MGI, BGI-Shenzhen, Shenzhen, 518083, China.
BGI-Shenzhen, Shenzhen, 518083, China.
BMC Bioinformatics. 2020 Nov 11;21(1):518. doi: 10.1186/s12859-020-03859-x.
DNBSEQ™ platforms are new massively parallel sequencing (MPS) platforms that use DNA nanoball technology. Use of data generated from DNBSEQ™ platforms to detect single nucleotide variants (SNVs) and small insertions and deletions (indels) has proven to be quite effective, while the feasibility of copy number variants (CNVs) detection is unclear.
Here, we first benchmarked different CNV detection tools based on Illumina whole-genome sequencing (WGS) data of NA12878 and then assessed these tools in CNV detection based on DNBSEQ™ sequencing data from the same sample. When the same tool was used, the CNVs detected based on DNBSEQ™ and Illumina data were similar in quantity, length and distribution, while great differences existed within results from different tools and even based on data from a single platform. We further estimated the CNV detection power based on available CNV benchmarks of NA12878 and found similar precision and sensitivity between the DNBSEQ™ and Illumina platforms. We also found higher precision of CNVs shorter than 1 kbp based on DNBSEQ™ platforms than those based on Illumina platforms by using Pindel, DELLY and LUMPY. We carefully compared these two available benchmarks and found a large proportion of specific CNVs between them. Thus, we constructed a more complete CNV benchmark of NA12878 containing 3512 CNV regions.
We assessed and benchmarked CNV detections based on WGS with DNBSEQ™ platforms and provide guidelines for future studies.

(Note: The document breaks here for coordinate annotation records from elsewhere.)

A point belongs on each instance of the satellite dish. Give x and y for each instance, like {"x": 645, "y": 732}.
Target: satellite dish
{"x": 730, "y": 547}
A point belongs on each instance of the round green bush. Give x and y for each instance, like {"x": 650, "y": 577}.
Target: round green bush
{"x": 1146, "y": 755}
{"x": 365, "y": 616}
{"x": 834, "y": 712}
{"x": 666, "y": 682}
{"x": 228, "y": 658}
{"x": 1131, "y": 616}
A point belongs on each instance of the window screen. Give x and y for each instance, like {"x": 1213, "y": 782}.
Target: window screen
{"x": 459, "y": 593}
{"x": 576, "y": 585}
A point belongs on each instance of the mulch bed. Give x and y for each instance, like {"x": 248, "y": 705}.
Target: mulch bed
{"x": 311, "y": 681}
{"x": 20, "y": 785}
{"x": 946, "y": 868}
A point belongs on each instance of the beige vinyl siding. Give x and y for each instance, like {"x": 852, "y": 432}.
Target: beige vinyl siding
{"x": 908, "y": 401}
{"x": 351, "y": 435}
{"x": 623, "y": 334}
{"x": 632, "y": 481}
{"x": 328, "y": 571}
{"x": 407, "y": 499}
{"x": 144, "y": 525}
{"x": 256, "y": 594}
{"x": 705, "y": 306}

DNBSEQ™ 平台是使用 DNA 纳米球技术的新型大规模平行测序(MPS)平台。使用 DNBSEQ™ 平台生成的数据来检测单核苷酸变异(SNVs)和小插入和缺失(indels)已被证明非常有效,而检测拷贝数变异(CNVs)的可行性尚不清楚。

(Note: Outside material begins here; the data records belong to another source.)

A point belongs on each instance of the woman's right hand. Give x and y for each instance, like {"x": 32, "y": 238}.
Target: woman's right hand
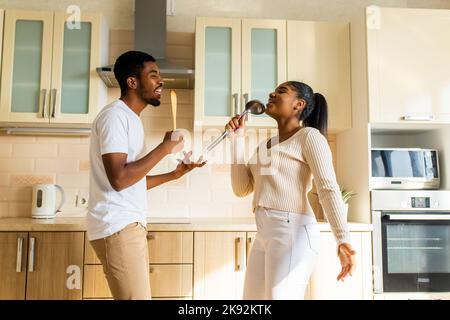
{"x": 236, "y": 123}
{"x": 346, "y": 256}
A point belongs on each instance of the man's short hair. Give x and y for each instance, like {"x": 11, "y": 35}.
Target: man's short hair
{"x": 130, "y": 64}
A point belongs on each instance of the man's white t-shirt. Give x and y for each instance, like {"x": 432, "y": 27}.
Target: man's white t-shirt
{"x": 116, "y": 129}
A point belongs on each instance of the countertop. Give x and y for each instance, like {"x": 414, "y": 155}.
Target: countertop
{"x": 154, "y": 224}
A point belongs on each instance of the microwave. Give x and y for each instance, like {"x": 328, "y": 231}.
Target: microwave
{"x": 404, "y": 168}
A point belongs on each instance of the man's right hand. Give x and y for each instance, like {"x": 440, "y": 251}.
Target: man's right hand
{"x": 173, "y": 141}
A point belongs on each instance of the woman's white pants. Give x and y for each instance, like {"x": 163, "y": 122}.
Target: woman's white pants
{"x": 283, "y": 255}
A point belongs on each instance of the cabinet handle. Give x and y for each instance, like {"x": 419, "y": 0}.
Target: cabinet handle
{"x": 250, "y": 240}
{"x": 427, "y": 117}
{"x": 236, "y": 103}
{"x": 53, "y": 98}
{"x": 42, "y": 98}
{"x": 238, "y": 243}
{"x": 31, "y": 255}
{"x": 19, "y": 255}
{"x": 245, "y": 96}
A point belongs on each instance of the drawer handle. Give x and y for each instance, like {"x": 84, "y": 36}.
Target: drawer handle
{"x": 236, "y": 103}
{"x": 19, "y": 255}
{"x": 42, "y": 99}
{"x": 238, "y": 243}
{"x": 31, "y": 255}
{"x": 250, "y": 240}
{"x": 427, "y": 117}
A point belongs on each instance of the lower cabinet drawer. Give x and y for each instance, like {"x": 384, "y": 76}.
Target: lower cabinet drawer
{"x": 166, "y": 281}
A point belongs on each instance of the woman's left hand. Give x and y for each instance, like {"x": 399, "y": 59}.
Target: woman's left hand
{"x": 347, "y": 258}
{"x": 185, "y": 165}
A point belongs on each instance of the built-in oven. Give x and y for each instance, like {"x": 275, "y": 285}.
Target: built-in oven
{"x": 411, "y": 240}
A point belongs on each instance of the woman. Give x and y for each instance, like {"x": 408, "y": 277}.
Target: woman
{"x": 286, "y": 246}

在这里,我们首先基于 Illumina 全基因组测序(WGS)数据对不同的 CNV 检测工具进行了基准测试,然后评估了这些工具在基于相同样本的 DNBSEQ™ 测序数据的 CNV 检测中的性能。当使用相同的工具时,基于 DNBSEQ™ 和 Illumina 数据检测到的 CNVs 在数量、长度和分布上相似,而不同工具的结果之间以及基于单个平台的数据之间存在很大差异。我们进一步根据 NA12878 的可用 CNV 基准评估了 CNV 检测能力,发现 DNBSEQ™ 和 Illumina 平台之间的精度和灵敏度相似。我们还发现,基于 DNBSEQ™ 平台的短于 1 kbp 的 CNVs 的精度高于基于 Illumina 平台的精度,这是通过 Pindel、DELLY 和 LUMPY 实现的。我们仔细比较了这两个可用的基准,并发现它们之间存在很大比例的特定 CNVs。因此,我们构建了一个包含 3512 个 CNV 区域的更完整的 NA12878 的 CNV 基准。
我们评估和基准测试了基于 DNBSEQ™ 平台的 WGS 中的 CNV 检测,并为未来的研究提供了指导。